CLAIM_WORKLIFE specifies how long a claim can be reused SHADOW_WORKLIFE specifies how long a shadow can be reused Great scale and performance gains come from SHADOW_WORKLIFE. It eliminates the need for the Schedd to constantly spawn and reap shadows. Instead, the Schedd can pass new jobs to the Shadow. As of 7.6.1-0.2 and earlier, the Schedd will only pass jobs to a shadow that fit the claim the shadow was spawned with. This means that when the claim expires the shadow will appear to have no more work and will also exit. Thus the CLAIM_WORKLIFE bounds the worklife of the shadow. Scheduler::RecycleShadow() could search for a new claim to give to an existing shadow.
Now tracking upstream https://condor-wiki.cs.wisc.edu/index.cgi/tktview?tn=2229
Dev notes: Original patch would not work because of sequence of events which the schedd follows when starting a claim.
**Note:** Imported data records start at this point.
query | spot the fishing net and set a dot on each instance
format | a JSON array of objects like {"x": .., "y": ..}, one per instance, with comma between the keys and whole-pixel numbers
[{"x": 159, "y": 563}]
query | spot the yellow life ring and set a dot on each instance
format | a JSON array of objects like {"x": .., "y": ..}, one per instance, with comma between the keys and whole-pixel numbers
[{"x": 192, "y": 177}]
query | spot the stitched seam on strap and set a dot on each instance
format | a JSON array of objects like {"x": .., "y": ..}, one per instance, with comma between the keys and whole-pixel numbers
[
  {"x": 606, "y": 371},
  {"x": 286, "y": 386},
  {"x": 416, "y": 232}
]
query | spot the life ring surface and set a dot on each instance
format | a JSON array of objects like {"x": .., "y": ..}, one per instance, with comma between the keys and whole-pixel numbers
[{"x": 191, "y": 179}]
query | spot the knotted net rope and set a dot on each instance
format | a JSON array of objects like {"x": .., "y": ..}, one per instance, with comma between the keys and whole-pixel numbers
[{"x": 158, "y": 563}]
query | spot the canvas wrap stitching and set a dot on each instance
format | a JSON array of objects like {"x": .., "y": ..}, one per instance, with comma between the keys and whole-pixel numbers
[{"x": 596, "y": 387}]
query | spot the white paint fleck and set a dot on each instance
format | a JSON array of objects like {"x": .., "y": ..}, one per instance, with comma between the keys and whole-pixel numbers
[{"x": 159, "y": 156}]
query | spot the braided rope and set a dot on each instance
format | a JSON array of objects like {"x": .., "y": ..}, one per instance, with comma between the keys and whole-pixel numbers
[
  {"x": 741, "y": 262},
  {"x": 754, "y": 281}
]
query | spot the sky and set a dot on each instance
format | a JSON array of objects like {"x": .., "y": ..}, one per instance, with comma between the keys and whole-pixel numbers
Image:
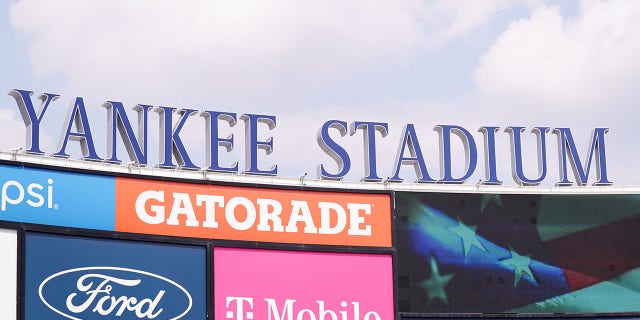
[{"x": 467, "y": 63}]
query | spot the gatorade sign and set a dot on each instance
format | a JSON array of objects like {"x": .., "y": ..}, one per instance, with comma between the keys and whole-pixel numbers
[{"x": 253, "y": 214}]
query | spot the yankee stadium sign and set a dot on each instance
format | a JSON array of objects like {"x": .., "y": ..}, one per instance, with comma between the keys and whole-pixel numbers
[{"x": 174, "y": 154}]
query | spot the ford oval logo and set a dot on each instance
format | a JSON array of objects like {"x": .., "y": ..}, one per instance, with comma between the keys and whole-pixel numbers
[{"x": 113, "y": 292}]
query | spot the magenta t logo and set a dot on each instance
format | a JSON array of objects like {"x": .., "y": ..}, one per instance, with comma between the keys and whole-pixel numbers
[{"x": 239, "y": 313}]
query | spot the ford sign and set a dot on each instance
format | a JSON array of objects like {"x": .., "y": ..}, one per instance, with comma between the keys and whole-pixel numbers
[{"x": 106, "y": 292}]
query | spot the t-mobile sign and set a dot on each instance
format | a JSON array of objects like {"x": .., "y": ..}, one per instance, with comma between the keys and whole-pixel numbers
[{"x": 290, "y": 285}]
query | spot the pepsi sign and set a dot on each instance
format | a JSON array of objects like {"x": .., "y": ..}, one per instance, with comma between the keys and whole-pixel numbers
[{"x": 112, "y": 279}]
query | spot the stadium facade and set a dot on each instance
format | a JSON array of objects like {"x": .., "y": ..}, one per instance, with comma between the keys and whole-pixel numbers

If the CLAIM_WORKLIFE expires then the schedd has no method of blocking to request a new claim for a given match_rec. Presently, it enqueues a claim_request for a given match which then waits for a response. Once the response has been received, it then triggers another timer to start the job. Everything is 1:1 as it comes in from negotiation. I will consult with upstream, but it appears that if one wants to do this it would require rearchitecting how we handle claim_request and how jobs are spun. It does however seem possible to reuse other transient error conditions (107 & 108).
Dev notes: Consulted with DanB, and he is in agreement with the assessment. There is little to be gained with trying to recycle a shadow once a claim has expired because you would need to request a new claim, which is a high latency event. Will pursue the option of reusing for other error conditions.